My mother was widowed at an early age and forced to raise me on her own. She was a Labour voter. She worked in a factory and she was a trade union member. She often had to get up at 5 o’clock in the morning to catch the bus, determined that she could give me the best possible chance in life. A good education and stability were important to my mum. Balancing working shifts and doing her own child care was always a huge challenge. One of Margaret Thatcher’s key policies provided my mother with a huge lifeline. I refer, of course, to the assisted places scheme, for this policy had a huge benefit in my life. People from my background in Scotland did not go to private school, nor did they go to university, and the scheme gave me and others that opportunity. It not only allowed private boarding school education to become affordable to someone like my mum but succeeded in broadening my horizons at an early age.
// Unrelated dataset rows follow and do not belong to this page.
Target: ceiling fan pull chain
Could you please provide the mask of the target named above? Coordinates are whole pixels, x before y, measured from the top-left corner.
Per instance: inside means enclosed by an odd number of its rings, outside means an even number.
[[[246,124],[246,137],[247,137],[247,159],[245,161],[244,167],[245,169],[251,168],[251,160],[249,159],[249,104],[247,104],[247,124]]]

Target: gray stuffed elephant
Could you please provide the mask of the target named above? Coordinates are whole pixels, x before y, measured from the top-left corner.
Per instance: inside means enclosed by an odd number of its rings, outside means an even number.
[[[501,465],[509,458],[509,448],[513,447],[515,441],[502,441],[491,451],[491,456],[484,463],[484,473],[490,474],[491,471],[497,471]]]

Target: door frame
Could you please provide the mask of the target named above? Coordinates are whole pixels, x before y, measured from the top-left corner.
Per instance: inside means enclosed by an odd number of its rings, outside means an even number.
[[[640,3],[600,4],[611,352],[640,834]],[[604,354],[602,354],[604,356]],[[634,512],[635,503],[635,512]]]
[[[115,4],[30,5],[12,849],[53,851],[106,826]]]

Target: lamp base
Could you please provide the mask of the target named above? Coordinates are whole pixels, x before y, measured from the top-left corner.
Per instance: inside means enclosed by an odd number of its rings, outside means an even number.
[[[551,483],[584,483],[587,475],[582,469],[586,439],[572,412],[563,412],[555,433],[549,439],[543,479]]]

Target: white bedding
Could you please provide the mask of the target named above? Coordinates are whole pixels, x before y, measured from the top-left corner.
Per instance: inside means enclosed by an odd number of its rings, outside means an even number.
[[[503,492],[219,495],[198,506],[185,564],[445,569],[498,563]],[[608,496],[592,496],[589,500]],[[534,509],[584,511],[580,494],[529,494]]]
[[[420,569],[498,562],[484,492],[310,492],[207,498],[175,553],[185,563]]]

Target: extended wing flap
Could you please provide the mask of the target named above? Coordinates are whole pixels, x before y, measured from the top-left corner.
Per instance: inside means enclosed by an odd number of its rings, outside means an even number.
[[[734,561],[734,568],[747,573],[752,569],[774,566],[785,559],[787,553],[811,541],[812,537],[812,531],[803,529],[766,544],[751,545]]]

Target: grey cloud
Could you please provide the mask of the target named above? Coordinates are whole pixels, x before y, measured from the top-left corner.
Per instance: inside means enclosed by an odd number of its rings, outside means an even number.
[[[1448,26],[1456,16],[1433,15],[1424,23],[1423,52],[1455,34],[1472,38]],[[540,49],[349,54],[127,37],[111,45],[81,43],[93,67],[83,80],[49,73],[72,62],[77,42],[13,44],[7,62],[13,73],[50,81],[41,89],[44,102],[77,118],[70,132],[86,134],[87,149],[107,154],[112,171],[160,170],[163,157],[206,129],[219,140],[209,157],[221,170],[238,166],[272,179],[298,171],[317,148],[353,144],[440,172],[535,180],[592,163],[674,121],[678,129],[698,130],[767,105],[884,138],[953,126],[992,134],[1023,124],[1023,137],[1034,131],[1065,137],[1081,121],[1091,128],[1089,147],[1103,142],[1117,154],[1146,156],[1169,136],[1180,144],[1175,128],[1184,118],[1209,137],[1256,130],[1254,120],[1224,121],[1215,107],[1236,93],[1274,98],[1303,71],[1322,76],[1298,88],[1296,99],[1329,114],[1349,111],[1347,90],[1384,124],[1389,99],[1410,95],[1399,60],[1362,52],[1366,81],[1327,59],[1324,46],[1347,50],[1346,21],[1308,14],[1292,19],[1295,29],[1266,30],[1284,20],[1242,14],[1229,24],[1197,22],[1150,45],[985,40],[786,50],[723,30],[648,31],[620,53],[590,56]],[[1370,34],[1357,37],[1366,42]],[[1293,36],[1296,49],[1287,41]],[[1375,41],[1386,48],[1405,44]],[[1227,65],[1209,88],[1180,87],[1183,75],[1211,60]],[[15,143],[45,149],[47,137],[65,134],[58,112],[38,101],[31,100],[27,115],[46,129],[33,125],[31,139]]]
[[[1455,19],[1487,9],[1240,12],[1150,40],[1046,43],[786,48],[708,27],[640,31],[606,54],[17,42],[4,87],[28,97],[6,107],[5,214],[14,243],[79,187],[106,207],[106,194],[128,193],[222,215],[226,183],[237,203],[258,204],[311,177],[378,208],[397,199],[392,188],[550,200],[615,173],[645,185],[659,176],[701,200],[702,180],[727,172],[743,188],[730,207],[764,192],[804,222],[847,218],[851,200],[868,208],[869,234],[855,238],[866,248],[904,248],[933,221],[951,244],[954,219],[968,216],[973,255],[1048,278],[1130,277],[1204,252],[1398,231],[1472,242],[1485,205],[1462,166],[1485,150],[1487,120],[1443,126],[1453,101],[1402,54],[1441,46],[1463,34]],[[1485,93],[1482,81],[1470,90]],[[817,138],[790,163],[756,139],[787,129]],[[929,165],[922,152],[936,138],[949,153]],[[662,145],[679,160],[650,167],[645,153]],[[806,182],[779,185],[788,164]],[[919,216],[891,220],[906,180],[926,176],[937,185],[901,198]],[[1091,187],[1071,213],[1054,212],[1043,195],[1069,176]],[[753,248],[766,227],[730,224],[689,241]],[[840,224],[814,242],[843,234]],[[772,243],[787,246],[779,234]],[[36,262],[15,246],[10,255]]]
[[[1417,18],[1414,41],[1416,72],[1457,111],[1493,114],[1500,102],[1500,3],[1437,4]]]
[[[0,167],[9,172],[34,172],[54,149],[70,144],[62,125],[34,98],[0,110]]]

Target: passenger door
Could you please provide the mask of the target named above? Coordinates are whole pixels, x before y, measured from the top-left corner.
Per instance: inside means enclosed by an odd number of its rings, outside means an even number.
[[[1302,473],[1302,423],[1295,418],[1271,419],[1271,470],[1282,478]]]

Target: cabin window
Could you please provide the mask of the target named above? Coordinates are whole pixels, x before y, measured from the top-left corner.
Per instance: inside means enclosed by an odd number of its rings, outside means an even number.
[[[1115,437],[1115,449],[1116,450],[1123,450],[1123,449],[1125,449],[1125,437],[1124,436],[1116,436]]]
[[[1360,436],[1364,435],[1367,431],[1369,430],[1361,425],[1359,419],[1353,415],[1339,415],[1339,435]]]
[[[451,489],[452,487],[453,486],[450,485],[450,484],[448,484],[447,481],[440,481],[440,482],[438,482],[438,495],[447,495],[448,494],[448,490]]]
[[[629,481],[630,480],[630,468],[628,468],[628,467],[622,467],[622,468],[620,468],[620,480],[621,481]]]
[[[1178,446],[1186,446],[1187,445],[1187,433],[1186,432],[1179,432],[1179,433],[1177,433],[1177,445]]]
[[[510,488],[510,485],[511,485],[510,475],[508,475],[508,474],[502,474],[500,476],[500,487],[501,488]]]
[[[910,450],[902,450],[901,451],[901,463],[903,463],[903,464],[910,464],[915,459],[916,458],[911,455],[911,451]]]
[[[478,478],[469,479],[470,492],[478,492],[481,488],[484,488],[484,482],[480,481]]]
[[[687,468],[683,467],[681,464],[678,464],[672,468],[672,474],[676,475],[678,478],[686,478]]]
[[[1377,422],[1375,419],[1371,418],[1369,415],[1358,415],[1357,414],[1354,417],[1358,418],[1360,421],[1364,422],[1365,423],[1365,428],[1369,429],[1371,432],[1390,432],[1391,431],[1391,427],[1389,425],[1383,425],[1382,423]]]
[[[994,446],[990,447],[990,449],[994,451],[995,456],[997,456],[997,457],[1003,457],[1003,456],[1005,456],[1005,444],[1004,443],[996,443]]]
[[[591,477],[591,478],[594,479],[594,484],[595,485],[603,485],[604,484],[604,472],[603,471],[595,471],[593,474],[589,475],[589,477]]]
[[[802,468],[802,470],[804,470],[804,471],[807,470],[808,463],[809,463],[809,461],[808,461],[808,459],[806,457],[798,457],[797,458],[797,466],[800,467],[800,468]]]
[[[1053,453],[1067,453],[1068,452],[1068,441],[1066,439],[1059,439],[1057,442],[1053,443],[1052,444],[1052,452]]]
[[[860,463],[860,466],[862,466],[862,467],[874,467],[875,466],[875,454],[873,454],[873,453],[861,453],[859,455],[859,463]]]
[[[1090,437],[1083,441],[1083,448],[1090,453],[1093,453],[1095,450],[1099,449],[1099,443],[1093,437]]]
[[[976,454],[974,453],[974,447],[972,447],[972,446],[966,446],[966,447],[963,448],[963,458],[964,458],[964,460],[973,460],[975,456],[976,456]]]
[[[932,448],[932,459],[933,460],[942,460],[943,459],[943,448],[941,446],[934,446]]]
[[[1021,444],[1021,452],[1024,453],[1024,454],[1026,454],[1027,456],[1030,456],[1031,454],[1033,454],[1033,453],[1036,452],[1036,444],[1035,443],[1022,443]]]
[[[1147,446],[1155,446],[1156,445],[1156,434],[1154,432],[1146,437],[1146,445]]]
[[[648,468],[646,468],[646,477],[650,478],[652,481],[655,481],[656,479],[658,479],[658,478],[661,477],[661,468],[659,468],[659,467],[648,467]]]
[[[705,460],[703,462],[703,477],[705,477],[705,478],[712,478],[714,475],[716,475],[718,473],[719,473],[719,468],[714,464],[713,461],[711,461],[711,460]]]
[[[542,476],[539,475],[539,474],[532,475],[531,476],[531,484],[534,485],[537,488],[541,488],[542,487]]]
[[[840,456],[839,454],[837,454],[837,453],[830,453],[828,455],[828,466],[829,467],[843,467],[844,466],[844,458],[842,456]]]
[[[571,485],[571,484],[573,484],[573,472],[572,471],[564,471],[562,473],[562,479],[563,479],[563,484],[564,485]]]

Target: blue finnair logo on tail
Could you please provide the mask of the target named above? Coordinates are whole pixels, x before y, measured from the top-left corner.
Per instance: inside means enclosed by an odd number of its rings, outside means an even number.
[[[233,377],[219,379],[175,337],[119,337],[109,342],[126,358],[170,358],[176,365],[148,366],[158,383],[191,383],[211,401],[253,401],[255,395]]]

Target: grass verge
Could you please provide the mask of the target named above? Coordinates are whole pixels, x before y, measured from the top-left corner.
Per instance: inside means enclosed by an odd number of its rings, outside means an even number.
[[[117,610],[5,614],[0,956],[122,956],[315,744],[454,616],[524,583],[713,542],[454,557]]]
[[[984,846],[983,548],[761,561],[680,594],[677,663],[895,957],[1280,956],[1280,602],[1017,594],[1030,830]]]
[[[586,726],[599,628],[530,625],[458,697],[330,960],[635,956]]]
While private education is not necessarily the best option for everyone—indeed, Lady Thatcher herself showed what can be achieved through the grammar school system—I know how fortunate I was to receive a place on the scheme. It certainly gave me confidence and a jump-start in life that would never have been possible without Lady Thatcher’s hard work and belief in the power of education. I almost certainly would not be in the Chamber today without that push. As I say, my story is not unique. Some 800,000 children were ultimately supported by the assisted places scheme between 1981 and its abolition in 1997, with an average of £10,000 in total spent on their schooling—just a few thousand pounds per year.
Like many in this Chamber, I was privileged to meet Lady Thatcher on a number of occasions, but none sticks out in my memory as much as the first time I met her, when I was a teenager. I was nervous, and she was prime ministerial, but she took time to talk to me, and she made me feel like the only person in the room. One thing I never did was to say thank you for the assisted places scheme, so may I, Mr Deputy Speaker, correct that mistake now? Through the auspices of the Chair and through this tribute debate, I say thank you, Margaret Thatcher, for the assisted places scheme and for giving children such as me an opportunity that we would never otherwise have had.